Everyday friendships require maintenance; without it they atrophy. Cumulatively, the maintenance can add up to a tidy sum. How many such friendships can you or I realistically sustain? I know one lady who endlessly laments her frantic schedule but feels compelled (it seems) to attend every wedding of every son or daughter of almost every person she has ever known, regardless of how far from home the event occurs. She is constantly in motion. This is her choice to make, of course, but the price she pays is that she has little space for her proclaimed other interests. As Hemingway phrased it, "Time is the least thing we have of."

Even farther from our cores are acquaintances, persons whom we have met and know casually. To some degree they constitute the supply line of future, everyday friends. At a minimum, they add variety to our lives, for better or worse. They also typically consume a modest amount of time and energy, particularly in social circumstances where communication and/or frivolity are the expected norms. Membership and participation in voluntary organizations can often extract a toll in this regard in that everyone is expected to be, well, friendly.

Finally, farthest from our cores are strangers. In urban settings they influence many aspects of daily life and may indeed dominate the scene. For example, strangers fill the freeways, ferries, warehouse stores, airports, and urban byways. Most of us maneuver to avoid direct contact, but indirect contact is inevitable, and it costs us energy, too. This is one reason why many of us "need a vacation" after we return home from one.

What causes individuals to spiral inward toward each other's cores? How does a stranger become an acquaintance; an acquaintance an everyday friend? Chance, necessity, and mutual effort all play a part. If this combination leads to expanding like-mindedness, friendship can ensue. Military boot camp is an extreme example of the process. Strangers are assembled and homogenized via some times harsh treatment that creates a memorable, common ground and certainly, like-mindedness-by design. The result is often lifetime bonds between participants. The grueling internships that aspiring physicians endure work in much the same way. The internship process has a lot to do with creating the fraternal order of medicine to which most physicians seem to belong.
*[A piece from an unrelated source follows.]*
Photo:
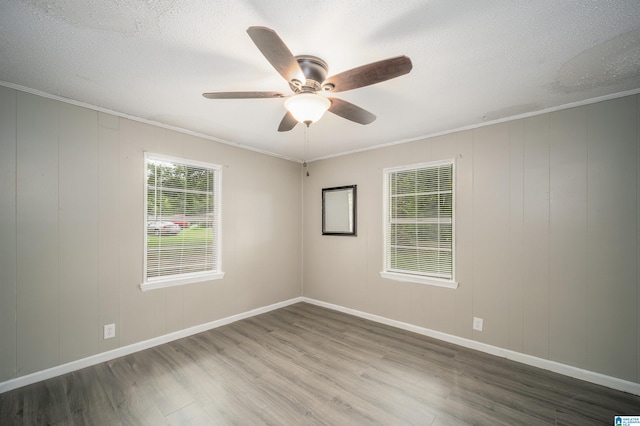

What causes individuals to spiral outward, i.e., become less friendly with one another? Shrinking common ground and like-mindedness. As time passes for any of us, interests change, personalities unfold, new players come onto the scene, events generate barriers, new needs emerge and overshadow old ones, and so on. Spiraling in either direction, outward or inward, is complicated.

Where do relatives lie on the continuum? Any given relative can be at any point-stranger to true friend. Fate chooses our relatives; we choose our friends. (J. Delille) Relatives typically entail an extra layer of investment in pursuit of common ground and rapport.

So where does this leave us on the sensitive topic of the number of persons in our lives? For those of us on the simplification quest, we can make headway by concentrating our attention on true friends. The number of persons at the core is small. As Henry Adams put it: "One friend in a lifetime is much; two are many; three are hardly possible. Friendship needs a certain parallelism of life, a community of thought."